Macrophage subpopulations having bactericidal or tumoricidal activities and secreting interleukin I (IL1) or prostaglandin E (PGE) were identified through primary or secondary infection with Salmonella enteritidis and separated by sedimentation velocity. Bactericidal activity was measured by [3H]-thymidine release from Listeria monocytogenes and tumoricidal activity by 51Cr-release from C-4 fibrosarcoma or P815 mastocytoma cells. Macrophages with bactericidal activity were distinguished from those with tumoricidal activity a) during secondary infection when cytolytic activity occurred only at days 1-4 post injection and bactericidal activity remained high throughout and b) after sedimentation velocity separation. Cytolysis was consistently greatest among adherent cells of low sedimentation velocity, whereas cells with bactericidal activity increased in size during the infection. Tumour cytostasis (inhibition and promotion of [3H]-thymidine uptake) differed from cytolysis in that the former was more prolonged during infection and was also detected among large cells. Secretion of immunoregulatory molecules PGE and IL1 occurred maximally among different macrophage subpopulations separated by sedimentation velocity and depending on the type of stimulus used in vitro. There was an inverse correlation between IL1 production and PGE production after stimulation with C3-zymosan or lipopolysaccharide (LPS). The development of immunity during infection may therefore be dependent upon the relative proportions of effector and regulatory macrophage subpopulations and the selective effects of environmental stimuli on these functions.
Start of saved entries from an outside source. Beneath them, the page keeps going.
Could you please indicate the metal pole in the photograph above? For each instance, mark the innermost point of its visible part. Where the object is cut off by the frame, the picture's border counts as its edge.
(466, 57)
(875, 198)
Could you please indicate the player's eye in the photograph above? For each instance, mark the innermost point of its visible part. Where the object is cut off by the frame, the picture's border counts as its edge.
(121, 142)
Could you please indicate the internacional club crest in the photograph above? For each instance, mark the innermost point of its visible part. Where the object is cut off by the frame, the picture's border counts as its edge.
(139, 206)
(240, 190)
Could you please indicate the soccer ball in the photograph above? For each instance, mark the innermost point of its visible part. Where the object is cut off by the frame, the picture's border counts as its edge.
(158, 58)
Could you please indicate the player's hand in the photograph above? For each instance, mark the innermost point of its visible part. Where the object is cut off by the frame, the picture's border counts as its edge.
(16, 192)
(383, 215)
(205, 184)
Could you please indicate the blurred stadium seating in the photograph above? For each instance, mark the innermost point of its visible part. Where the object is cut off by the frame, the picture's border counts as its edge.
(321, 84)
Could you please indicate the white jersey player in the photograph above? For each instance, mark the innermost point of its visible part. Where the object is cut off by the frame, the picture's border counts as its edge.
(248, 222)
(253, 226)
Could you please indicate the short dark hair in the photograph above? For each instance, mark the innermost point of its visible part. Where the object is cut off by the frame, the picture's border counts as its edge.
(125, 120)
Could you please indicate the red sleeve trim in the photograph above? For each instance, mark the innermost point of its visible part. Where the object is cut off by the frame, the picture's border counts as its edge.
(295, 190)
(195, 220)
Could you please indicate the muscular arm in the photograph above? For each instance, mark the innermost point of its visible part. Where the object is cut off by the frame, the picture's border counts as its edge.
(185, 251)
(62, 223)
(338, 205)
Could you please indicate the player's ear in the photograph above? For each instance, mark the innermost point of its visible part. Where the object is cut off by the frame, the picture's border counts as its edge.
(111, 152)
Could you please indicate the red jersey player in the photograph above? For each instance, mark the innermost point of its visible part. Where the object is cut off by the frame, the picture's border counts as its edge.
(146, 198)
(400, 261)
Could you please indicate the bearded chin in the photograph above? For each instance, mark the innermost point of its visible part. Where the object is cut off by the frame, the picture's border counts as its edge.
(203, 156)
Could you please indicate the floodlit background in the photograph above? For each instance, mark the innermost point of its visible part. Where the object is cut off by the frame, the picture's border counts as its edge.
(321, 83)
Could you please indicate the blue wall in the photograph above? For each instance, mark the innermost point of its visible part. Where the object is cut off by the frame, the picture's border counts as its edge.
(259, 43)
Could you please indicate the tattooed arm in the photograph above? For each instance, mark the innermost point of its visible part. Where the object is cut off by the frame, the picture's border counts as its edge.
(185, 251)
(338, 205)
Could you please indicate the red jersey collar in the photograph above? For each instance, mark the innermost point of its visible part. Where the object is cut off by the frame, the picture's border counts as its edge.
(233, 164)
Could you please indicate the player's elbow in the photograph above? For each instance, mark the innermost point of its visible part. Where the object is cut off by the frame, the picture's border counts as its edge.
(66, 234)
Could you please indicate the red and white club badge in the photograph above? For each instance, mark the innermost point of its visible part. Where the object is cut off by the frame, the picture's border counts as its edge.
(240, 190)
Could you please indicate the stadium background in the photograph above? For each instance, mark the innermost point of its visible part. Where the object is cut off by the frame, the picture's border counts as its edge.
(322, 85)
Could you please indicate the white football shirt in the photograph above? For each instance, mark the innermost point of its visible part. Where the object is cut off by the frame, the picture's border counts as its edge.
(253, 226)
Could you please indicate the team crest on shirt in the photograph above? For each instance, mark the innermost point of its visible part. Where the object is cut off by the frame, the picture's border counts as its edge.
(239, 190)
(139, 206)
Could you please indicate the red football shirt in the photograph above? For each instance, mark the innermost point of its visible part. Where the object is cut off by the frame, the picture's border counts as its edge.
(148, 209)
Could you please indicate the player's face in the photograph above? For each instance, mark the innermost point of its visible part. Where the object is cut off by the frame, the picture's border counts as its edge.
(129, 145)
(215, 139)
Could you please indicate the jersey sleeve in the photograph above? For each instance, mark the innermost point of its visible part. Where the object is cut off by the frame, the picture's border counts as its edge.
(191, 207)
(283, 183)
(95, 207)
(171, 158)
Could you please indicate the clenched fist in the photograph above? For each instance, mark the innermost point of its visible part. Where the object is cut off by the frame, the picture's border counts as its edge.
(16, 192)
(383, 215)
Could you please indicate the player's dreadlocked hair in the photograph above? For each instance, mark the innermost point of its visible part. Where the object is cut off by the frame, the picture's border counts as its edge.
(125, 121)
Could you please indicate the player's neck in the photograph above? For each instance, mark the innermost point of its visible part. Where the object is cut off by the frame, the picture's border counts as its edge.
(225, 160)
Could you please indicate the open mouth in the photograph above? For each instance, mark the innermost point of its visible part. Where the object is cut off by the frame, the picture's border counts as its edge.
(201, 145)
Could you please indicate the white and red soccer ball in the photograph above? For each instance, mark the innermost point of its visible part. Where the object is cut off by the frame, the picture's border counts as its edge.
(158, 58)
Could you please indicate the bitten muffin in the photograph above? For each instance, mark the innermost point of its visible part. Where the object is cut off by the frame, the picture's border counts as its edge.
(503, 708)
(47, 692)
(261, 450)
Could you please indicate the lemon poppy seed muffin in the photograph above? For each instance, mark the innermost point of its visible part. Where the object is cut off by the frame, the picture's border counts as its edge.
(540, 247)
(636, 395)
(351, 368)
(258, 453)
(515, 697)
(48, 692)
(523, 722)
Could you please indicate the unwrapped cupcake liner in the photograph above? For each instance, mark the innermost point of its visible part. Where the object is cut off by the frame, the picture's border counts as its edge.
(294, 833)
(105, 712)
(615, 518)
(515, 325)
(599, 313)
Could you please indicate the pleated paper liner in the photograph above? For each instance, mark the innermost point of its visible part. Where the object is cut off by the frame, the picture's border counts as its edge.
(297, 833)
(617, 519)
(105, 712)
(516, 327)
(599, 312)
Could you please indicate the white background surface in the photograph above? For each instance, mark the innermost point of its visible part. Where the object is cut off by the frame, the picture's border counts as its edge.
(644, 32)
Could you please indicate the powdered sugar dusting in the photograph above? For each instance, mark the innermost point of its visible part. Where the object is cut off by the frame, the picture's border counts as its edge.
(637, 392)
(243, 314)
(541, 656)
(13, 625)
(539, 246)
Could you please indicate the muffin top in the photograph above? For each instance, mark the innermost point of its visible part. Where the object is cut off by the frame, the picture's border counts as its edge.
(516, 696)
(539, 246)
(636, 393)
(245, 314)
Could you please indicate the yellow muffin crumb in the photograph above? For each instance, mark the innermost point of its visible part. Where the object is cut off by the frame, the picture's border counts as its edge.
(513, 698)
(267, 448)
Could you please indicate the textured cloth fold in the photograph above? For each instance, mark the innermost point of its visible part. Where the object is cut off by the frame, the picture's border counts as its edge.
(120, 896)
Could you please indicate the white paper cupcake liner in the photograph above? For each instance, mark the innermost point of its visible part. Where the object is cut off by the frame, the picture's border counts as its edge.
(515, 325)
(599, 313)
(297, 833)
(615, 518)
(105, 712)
巨噬细胞的免疫调节II。具有杀瘤、杀菌活性的小鼠腹腔巨噬细胞与分泌PGE和白细胞介素I的巨噬细胞的分离。
通过肠炎沙门氏菌的原发性或继发性感染,鉴定出具有杀菌或杀肿瘤活性并分泌白细胞介素I (IL1)或前列腺素E (PGE)的巨噬细胞亚群,并通过沉降速度分离。用单核细胞增生李斯特菌释放[3H]-胸苷的方法测定其杀菌活性,用C-4纤维肉瘤或P815肥大细胞瘤细胞释放51cr的方法测定其杀菌活性。具有杀菌活性的巨噬细胞与具有杀瘤活性的巨噬细胞是有区别的:a)继发性感染时,细胞溶解活性仅在注射后1-4天发生,并且在整个过程中杀菌活性保持较高;b)沉淀速度分离后。在低沉降速度的贴壁细胞中,细胞溶解始终是最大的,而在感染期间,具有杀菌活性的细胞的大小增加。肿瘤细胞抑制(抑制和促进[3H]-胸腺嘧啶摄取)与细胞溶解不同,前者在感染期间持续时间更长,并且在大细胞中也可以检测到。免疫调节分子PGE和IL1的分泌在不同的巨噬细胞亚群中发生最多,这些巨噬细胞亚群被沉降速度分开,并取决于体外使用的刺激类型。在c3 -酶生酶或脂多糖(LPS)刺激后,IL1的产生与PGE的产生呈负相关。因此,感染期间的免疫发展可能取决于效应和调节性巨噬细胞亚群的相对比例以及环境刺激对这些功能的选择性作用。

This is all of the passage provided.